Florida’s Department of Health on Friday reported a record high of 1,902 new cases of coronavirus. Despite these numbers, Governor Ron DeSantis unveiled a plan to restart public schools at “full capacity” in the fall.

These statements are echoed in the press. In an editorial Friday, the Wall Street Journal bluntly declared, “More infections are inevitable as states reopen,” but that “there is no alternative to opening.”

Denying the obvious, National Economic Council (NEC) Director Larry Kudlow insisted on Friday, “There is no emergency.
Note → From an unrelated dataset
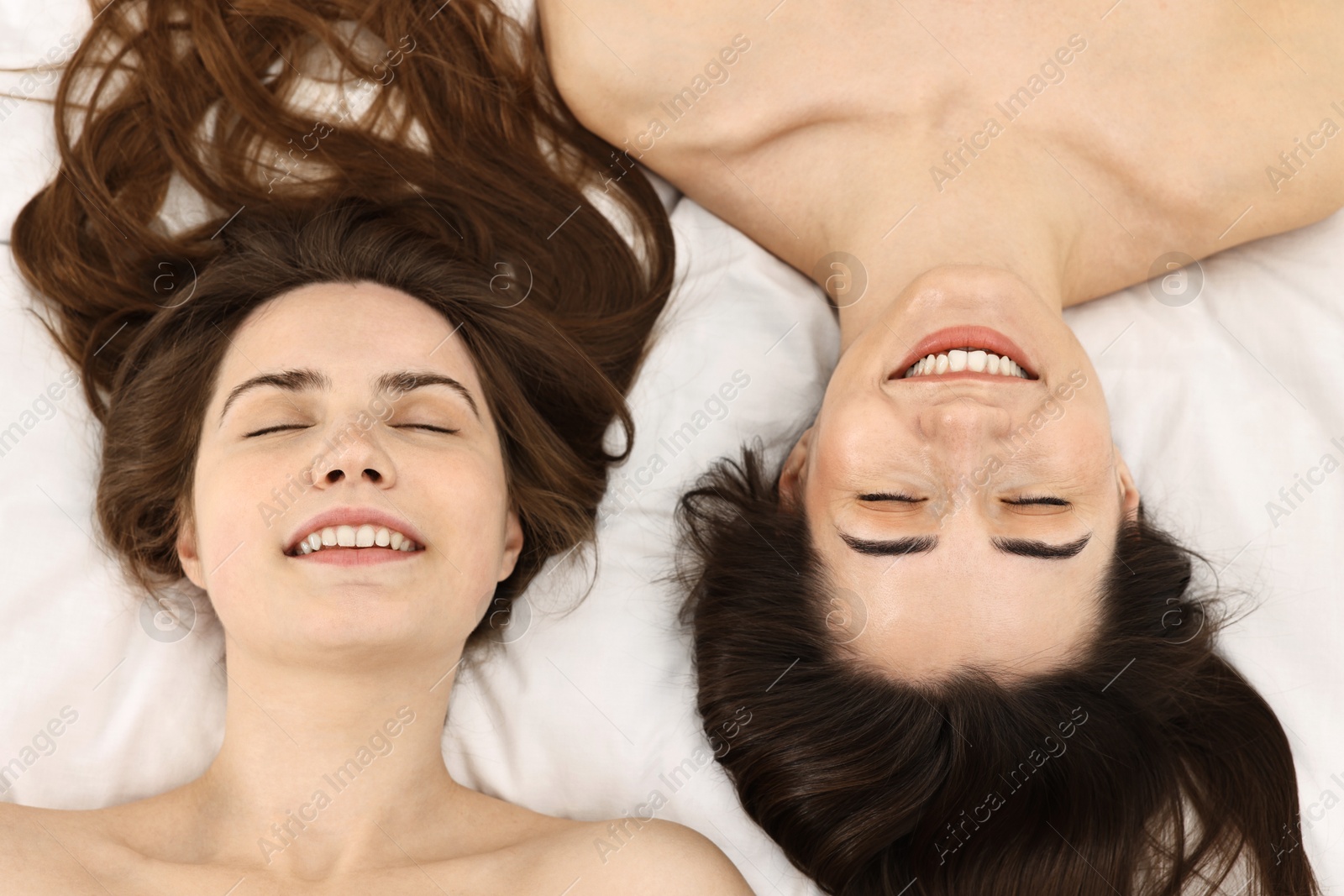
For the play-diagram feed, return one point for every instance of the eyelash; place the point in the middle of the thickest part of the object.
(890, 496)
(300, 426)
(911, 499)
There is no second wave.” Coming from the man that declared in February that the United States had “contained” the pandemic “pretty close to airtight,” such statements are meaningless.

The declarations by Kudlow and Mnuchin have only one aim: to reassure Wall Street that, no matter what, there will be no disruption of the back-to-work campaign, and workers will be forced to work or face being fired.

From the beginning of the pandemic, every action taken by the ruling class has been dictated by the interests of Wall Street. After taking no measures to safeguard the lives of the population, the Trump administration, with the backing of the entire political establishment, engineered the largest government bailout of the rich in history.

Trillions have been turned over to the corporations and banks, and the Federal Reserve has made clear that the money spigot will remain open indefinitely.

The infusion of cash into the stock market requires the ever-greater extraction of surplus value from the working class. Once the bailout was secured, all measures to contain the spread of the pandemic, from lockdowns to mandatory social distancing measures at workplaces, were simply abandoned as encumbrances on profit-making.

The campaign to force a resumption of production has led workplaces, such as meatpacking facilities, food processing centers, and other manufacturing facilities, to emerge as centers of transmission, putting workers on a collision course with companies determined to resume production.

But opposition by workers to these unsafe conditions is rapidly growing throughout the country. Hundreds of meatpacking workers in Logan, Utah demonstrated Wednesday afternoon to demand the closure of their facility, where more than 20 percent of the total workforce tested positive. Philadelphia sanitation workers protested in front of City Hall Tuesday morning to demand protective equipment, access to regular testing for COVID-19 and hazard pay bonuses.

The impact of the return-to-work campaign will intersect with the enormous social crisis produced by mass unemployment and austerity, as the ruling class seeks to use the crisis to restructure class relations and increase exploitation.

The policy of the ruling class must be countered through the organized resistance of the working class. This requires the formation of independent rank-and-file safety committees in every workplace to oversee and enforces measures that are necessary to safeguard workers’ health and lives.

The development of such organizations must be connected to the mobilization of the entire working class against the Trump administration. As the WSWS wrote on May 22, “The fight against the pandemic must be waged not only on the medical front, but on the political front as well. The struggle against COVID-19 is inseparable from the broadest possible fight against the criminal policies of the Trump administration and its supine enablers in the Democratic Party.”

The consequences of these criminal policies are now emerging throughout the country.

Over the past two weeks, hundreds of thousands of people have marched to protest the brutal police murder of one man: George Floyd. The Trump administration is responsible for the deaths of tens of thousands and will be responsible for the deaths of hundreds of thousands more. As with the fight against police violence, the fight against the pandemic is at the same time a fight of the entire working class against the financial oligarchy and the capitalist profit system.